Zittingsplaats Middelburg
Bestuursrecht
zaaknummer: NL24.7447

uitspraak van de enkelvoudige kamer in de zaak tussen

[eiser] , eiser

V-nummer: [V-nummer]
(gemachtigde: mr. N. Vollebergh),
en

de staatssecretaris van Justitie en Veiligheid, verweerder.

Procesverloop

Eiser heeft op 27 februari 2024 beroep ingesteld tegen het niet-tijdig beslissen op zijn asielaanvraag van 5 september 2022.
De rechtbank doet op grond van artikel 8:54, eerste lid, van de Awb [1] uitspraak zonder zitting.

Overwegingen

1. Op grond van artikel 6:2, aanhef en onder b, van de Awb wordt voor de toepassing
van wettelijke voorschriften over bezwaar en beroep het niet tijdig nemen van een besluit
met een besluit gelijkgesteld. In artikel 6:12, tweede lid, van de Awb is bepaald dat het
beroepschrift kan worden ingediend zodra het bestuursorgaan in gebreke is om op tijd een
besluit te nemen en twee weken zijn verstreken nadat een schriftelijke ingebrekestelling
door het bestuursorgaan is ontvangen.
2. De rechtbank overweegt dat verweerder in beginsel op grond van artikel 42, eerste lid, van de Vreemdelingenwet 2000 (Vw) binnen zes maanden na ontvangst van de aanvraag een besluit op de asielaanvraag moet nemen. Op grond van artikel 42, zesde lid, van de Vw geldt een uitzondering indien in het kader van de asielaanvraag wordt onderzocht of op grond van de Dublinverordening een andere lidstaat voor de behandeling van de aanvraag verantwoordelijk is. In zo’n geval vangt de beslistermijn van verweerder aan op het tijdstip waarop overeenkomstig de Dublinverordening wordt vastgesteld dat Nederland verantwoordelijk is voor de behandeling van de aanvraag. Hierbij mag de maximale termijn van 21 maanden die volgt uit artikel 35, vijfde lid, van de Procedurerichtlijn, niet worden overschreden.
3. Eiser heeft op 5 september 2022 een asielaanvraag ingediend. Bij besluit van 28 februari 2023 heeft verweerder deze aanvraag niet in behandeling genomen, omdat Italië verantwoordelijk was voor de behandeling daarvan.
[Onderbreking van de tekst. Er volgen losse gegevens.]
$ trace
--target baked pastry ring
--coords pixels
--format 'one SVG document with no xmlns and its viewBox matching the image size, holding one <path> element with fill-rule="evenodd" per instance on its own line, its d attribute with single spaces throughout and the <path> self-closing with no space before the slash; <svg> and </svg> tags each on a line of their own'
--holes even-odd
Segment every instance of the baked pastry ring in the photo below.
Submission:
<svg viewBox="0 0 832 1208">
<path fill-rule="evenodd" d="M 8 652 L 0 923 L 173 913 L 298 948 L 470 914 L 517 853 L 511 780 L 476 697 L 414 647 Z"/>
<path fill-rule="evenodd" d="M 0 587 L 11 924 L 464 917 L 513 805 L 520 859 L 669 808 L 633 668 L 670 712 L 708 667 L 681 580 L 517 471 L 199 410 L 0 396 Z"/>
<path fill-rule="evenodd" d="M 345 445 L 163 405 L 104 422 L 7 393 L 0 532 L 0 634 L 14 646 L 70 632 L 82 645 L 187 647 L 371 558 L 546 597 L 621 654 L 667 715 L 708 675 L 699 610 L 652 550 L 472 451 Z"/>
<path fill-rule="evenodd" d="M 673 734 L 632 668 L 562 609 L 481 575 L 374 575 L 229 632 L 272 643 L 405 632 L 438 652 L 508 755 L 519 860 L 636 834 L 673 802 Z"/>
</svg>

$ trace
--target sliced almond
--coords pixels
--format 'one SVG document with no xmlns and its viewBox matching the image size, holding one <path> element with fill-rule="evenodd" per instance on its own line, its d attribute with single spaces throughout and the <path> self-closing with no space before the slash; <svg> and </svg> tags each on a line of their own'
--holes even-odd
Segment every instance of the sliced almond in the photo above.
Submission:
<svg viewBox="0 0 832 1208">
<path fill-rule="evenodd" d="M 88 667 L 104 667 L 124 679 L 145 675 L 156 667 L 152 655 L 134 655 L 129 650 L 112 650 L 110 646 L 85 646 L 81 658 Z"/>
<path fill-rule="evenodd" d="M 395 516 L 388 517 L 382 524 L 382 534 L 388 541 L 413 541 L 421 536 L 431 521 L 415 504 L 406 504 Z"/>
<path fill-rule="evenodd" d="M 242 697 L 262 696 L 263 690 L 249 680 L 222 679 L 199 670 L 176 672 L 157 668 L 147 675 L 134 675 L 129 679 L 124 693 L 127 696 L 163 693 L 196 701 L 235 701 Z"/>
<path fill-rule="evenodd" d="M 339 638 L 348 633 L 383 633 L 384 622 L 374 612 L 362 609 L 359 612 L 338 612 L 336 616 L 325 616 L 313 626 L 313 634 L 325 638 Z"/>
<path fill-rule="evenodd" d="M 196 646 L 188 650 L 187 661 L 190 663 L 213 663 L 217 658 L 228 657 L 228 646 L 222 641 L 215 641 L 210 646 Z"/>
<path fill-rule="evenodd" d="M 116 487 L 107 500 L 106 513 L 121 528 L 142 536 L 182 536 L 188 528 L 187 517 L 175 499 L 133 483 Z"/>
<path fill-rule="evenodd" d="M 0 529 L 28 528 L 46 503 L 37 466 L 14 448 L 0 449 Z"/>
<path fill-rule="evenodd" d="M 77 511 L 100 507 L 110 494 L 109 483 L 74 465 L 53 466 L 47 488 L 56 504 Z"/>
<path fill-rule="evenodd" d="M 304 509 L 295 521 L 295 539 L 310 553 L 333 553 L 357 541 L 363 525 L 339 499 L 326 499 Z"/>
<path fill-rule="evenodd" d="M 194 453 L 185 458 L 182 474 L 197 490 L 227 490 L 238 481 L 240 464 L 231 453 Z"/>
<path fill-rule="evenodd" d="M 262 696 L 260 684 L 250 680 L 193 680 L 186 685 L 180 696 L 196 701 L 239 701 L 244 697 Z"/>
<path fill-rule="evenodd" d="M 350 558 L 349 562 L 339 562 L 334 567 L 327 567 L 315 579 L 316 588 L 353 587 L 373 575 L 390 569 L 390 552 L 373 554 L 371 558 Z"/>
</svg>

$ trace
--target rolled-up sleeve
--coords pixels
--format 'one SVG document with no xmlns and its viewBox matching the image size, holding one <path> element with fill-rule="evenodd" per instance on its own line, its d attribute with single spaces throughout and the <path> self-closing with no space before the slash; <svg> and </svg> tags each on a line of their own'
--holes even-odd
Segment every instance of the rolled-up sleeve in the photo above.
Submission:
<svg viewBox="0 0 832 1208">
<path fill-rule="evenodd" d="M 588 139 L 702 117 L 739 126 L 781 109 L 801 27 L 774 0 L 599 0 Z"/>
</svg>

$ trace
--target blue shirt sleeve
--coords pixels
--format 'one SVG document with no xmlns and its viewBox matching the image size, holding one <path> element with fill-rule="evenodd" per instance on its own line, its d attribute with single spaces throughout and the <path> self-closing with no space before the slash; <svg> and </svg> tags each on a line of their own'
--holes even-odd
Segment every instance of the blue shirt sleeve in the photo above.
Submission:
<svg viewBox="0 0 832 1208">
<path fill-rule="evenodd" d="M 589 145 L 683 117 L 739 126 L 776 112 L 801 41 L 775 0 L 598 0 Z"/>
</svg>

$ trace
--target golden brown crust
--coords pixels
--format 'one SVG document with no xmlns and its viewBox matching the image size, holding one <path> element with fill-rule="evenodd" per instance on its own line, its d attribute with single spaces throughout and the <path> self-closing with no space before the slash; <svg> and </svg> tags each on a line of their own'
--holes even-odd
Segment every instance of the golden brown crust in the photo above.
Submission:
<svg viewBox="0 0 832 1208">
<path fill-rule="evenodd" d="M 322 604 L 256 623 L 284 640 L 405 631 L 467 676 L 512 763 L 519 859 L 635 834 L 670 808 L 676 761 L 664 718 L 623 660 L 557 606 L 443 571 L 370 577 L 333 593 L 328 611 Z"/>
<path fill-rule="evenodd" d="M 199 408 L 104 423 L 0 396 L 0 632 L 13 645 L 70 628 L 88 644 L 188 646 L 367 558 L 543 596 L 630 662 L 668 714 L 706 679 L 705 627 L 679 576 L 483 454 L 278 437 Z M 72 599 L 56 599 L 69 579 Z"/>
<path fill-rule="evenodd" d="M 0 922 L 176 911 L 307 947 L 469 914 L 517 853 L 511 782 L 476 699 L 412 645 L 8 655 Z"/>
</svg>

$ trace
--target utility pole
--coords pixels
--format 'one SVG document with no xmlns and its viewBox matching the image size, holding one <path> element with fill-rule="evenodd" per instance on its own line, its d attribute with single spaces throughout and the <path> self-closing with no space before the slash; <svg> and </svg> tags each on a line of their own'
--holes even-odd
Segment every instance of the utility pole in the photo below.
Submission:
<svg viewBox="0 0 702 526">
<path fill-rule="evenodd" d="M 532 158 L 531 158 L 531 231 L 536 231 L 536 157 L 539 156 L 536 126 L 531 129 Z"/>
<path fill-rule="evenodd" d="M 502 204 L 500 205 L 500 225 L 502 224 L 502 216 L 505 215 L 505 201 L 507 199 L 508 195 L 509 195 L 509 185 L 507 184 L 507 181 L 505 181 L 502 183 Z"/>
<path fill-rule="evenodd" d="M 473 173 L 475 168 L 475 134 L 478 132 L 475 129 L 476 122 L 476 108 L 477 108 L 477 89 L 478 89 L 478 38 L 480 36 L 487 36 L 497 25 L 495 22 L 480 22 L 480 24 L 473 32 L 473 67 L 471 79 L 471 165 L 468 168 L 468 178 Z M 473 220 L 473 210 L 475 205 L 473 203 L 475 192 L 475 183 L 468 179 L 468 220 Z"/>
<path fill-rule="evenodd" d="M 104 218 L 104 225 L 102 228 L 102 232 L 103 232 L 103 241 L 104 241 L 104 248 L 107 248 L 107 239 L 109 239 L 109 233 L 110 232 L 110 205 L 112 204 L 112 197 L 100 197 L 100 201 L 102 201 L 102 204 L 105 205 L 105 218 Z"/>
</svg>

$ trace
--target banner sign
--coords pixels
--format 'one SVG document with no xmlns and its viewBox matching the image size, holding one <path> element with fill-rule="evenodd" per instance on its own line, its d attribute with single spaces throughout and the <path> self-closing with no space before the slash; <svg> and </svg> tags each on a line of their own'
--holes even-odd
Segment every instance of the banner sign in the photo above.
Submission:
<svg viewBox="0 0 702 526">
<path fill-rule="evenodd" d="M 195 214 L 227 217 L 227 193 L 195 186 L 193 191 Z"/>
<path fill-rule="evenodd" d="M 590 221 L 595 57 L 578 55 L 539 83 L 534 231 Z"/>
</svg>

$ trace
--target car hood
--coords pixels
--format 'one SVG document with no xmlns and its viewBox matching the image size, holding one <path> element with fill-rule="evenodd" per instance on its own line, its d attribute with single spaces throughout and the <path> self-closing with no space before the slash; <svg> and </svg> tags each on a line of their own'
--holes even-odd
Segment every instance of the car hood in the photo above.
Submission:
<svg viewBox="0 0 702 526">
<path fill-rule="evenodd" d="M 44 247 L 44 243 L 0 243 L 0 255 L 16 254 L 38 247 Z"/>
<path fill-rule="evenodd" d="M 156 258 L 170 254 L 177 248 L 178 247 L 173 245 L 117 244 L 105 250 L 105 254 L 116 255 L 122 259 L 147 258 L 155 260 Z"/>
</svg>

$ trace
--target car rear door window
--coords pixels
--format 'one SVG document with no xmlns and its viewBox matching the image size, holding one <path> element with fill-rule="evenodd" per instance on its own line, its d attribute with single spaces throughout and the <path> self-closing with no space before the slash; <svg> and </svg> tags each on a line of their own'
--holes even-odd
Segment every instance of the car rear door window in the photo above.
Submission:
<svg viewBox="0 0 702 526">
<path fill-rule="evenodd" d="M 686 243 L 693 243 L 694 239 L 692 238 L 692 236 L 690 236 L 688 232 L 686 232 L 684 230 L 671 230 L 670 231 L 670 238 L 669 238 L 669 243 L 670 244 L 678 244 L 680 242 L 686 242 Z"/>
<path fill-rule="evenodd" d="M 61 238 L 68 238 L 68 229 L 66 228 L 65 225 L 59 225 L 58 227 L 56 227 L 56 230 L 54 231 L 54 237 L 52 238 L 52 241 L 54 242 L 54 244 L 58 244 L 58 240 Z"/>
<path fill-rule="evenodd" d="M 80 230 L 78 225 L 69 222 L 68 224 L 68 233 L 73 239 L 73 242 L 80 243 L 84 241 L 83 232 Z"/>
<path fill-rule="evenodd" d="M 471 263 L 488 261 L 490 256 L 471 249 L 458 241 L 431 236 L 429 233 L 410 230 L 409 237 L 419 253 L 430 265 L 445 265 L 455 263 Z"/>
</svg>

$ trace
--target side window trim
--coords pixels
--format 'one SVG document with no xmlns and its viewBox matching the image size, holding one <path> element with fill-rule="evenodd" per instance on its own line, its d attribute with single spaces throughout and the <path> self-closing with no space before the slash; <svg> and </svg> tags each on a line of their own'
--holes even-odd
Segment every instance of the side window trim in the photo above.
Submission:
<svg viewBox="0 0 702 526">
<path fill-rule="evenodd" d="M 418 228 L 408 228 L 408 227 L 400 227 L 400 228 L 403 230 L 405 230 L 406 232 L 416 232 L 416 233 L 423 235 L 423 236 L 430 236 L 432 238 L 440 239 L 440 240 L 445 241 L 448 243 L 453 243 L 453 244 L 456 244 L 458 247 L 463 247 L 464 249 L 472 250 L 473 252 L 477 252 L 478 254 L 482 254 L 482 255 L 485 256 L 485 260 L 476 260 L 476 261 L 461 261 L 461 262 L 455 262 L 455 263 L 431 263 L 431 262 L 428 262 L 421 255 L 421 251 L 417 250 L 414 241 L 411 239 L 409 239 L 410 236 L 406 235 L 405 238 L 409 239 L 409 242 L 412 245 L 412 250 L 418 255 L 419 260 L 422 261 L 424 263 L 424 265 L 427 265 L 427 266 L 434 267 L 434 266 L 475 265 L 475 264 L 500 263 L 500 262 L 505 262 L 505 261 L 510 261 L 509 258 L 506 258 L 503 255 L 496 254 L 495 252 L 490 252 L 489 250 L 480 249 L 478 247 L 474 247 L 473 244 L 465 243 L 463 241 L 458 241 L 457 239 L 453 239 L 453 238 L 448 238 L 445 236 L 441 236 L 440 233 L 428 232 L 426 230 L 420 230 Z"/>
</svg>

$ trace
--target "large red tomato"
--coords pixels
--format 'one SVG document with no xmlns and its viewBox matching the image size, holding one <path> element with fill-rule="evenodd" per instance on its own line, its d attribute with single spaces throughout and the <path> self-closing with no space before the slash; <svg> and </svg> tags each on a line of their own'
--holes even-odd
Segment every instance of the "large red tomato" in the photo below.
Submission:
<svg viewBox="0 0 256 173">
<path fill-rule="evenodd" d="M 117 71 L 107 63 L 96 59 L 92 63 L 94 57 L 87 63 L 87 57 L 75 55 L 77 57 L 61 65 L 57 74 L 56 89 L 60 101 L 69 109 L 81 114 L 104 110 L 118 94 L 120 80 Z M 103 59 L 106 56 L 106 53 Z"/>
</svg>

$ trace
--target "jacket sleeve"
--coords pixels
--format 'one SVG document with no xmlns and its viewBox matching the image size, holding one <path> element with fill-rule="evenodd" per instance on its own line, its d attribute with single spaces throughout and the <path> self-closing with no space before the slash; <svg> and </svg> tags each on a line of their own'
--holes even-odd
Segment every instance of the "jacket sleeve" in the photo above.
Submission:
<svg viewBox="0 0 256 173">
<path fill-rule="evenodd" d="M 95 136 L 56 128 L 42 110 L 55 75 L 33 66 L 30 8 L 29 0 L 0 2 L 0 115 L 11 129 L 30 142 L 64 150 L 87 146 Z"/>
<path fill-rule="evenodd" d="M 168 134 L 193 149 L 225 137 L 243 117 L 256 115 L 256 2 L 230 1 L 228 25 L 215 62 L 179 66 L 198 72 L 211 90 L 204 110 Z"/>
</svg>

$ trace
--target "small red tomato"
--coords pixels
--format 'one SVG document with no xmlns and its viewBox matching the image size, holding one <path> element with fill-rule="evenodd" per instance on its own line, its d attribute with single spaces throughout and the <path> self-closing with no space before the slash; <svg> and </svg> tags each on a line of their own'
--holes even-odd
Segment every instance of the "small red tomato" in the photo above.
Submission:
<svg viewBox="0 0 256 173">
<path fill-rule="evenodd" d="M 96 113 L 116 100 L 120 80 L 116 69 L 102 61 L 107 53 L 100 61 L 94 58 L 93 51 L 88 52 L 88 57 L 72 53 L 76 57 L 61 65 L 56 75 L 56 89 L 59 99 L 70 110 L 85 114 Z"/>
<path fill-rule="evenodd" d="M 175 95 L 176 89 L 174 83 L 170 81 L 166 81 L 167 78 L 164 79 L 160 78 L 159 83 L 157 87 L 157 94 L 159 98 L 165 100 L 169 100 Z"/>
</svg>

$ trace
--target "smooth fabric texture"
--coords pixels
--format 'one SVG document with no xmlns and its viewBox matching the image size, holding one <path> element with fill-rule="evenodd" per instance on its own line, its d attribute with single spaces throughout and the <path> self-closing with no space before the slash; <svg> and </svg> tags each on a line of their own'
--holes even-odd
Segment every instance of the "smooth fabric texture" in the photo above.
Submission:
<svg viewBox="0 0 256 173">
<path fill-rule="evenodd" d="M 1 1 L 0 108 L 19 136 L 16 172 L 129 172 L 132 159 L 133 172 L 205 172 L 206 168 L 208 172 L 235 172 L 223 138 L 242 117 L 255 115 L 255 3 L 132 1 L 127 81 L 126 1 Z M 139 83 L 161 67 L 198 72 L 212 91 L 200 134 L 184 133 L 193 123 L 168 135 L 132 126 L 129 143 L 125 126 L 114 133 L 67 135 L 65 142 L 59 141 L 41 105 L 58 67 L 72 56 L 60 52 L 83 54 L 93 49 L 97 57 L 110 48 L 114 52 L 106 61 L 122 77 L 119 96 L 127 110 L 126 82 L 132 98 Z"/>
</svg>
Bij brief van 18 juli 2023 is eiser toegelaten tot de nationale asielprocedure, omdat hij niet tijdig is overgedragen aan Italië. Nederland is daarom op 18 juli 2023 verantwoordelijk geworden voor de inhoudelijke behandeling van de asielaanvraag.
4. De wettelijke beslistermijn van zes maanden zou in geval van eiser op 18 januari 2024 eindigen. Verweerder heeft met de inwerkingtreding van de WBV 2023/3 [2] de beslistermijn verlengd met negen maanden, waardoor deze voor eiser pas op 18 oktober 2024 zal eindigen. Deze rechtbank en zittingsplaats heeft in haar uitspraken van 19 april 2024 [3] geoordeeld dat verweerder voldoende aannemelijk heeft gemaakt dat op het moment van de inwerkingtreding van de WBV 2023/3 sprake was van een situatie, zoals bedoeld in artikel 42, vierde lid, aanhef en onder b, van de Vw. [4] De rechtbank ziet geen reden om in deze zaak van dit oordeel af te wijken. Deze verlenging is daarom rechtsgeldig.
5. Dat betekent dat de ingebrekestelling van 30 januari 2024 te vroeg is ingediend. Daarom is het beroep van eiser tegen het uitblijven van een besluit op zijn asielaanvraag niet-ontvankelijk.
6. Voor een proceskostenveroordeling bestaat geen aanleiding.

Beslissing

De rechtbank verklaart het beroep niet-ontvankelijk.
Deze uitspraak is gedaan door mr. M.L. Weerkamp, rechter, in aanwezigheid van mr. S.A. Sewratan, griffier, en openbaar gemaakt door middel van geanonimiseerde publicatie op www.rechtspraak.nl.
De uitspraak is bekendgemaakt op:
Bent u het niet eens met deze uitspraak?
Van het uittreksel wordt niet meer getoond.